The bill would restore between 14 weeks and 47 weeks of unemployment compensation for 1.3 million Americans who lost them when long-term jobless insurance expired Dec. 28. Benefits average $256 a week for recipients, according to the Associated Press.
The legislation would spend $6.4 billion through March. Coats and other Republicans argued that the cost should be offset by spending cuts elsewhere.
Coats said he favors any of three options: delaying the individual mandate in the Affordable Care Act, which requires people to obtain medical insurance this year; preventing people who receive Social Security disability benefits from also collecting unemployment insurance; and curbing fraudulent claims for child tax credits through better methods of verifying applicants’ identities. Other Republicans who favored advancing the legislation to a final vote were Sens. Rob Portman of Ohio, Kelly Ayotte of New Hampshire, Susan Collins of Maine, Dean Heller of Nevada and Lisa Murkowski of Alaska.

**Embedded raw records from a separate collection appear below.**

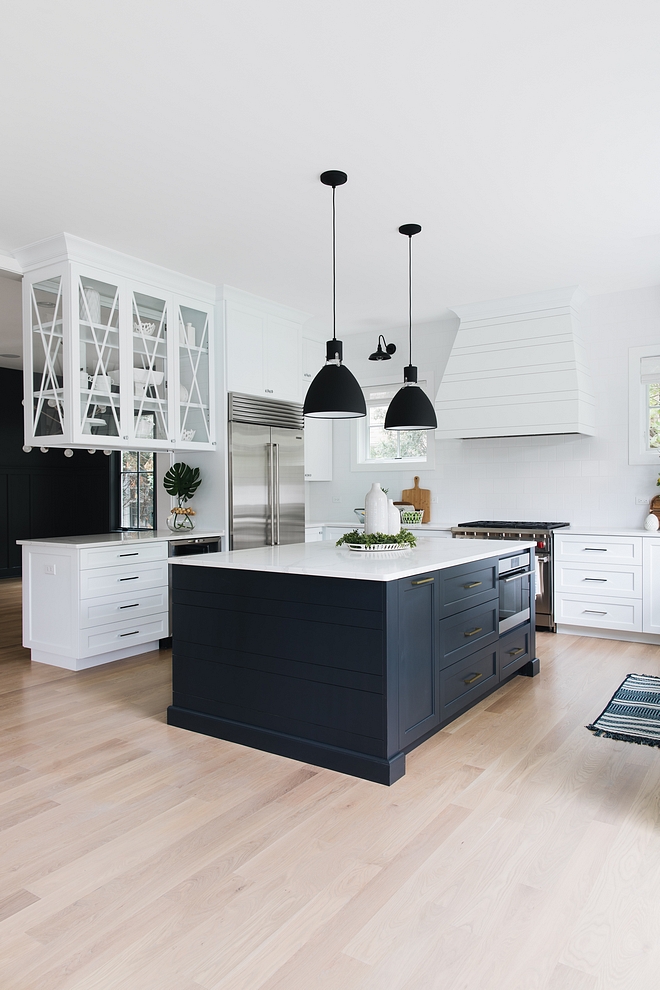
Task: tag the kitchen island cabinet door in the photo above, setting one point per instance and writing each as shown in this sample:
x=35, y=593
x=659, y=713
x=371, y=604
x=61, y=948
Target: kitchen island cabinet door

President Barack Obama urged the Senate to approve the jobless benefits extension during a White House speech Tuesday. He said jobless Americans need aid as they hunt for work. In a statement issued shortly after the Senate vote, House Speaker John Boehner, R-Ohio, said he has previously informed the White House that any measure to renew unemployment benefits “should not only be paid for but include something to help put people back to work. To date, the president has offered no such plan. If he does, I’ll be happy to discuss it.”
The Associated Press contributed to this story.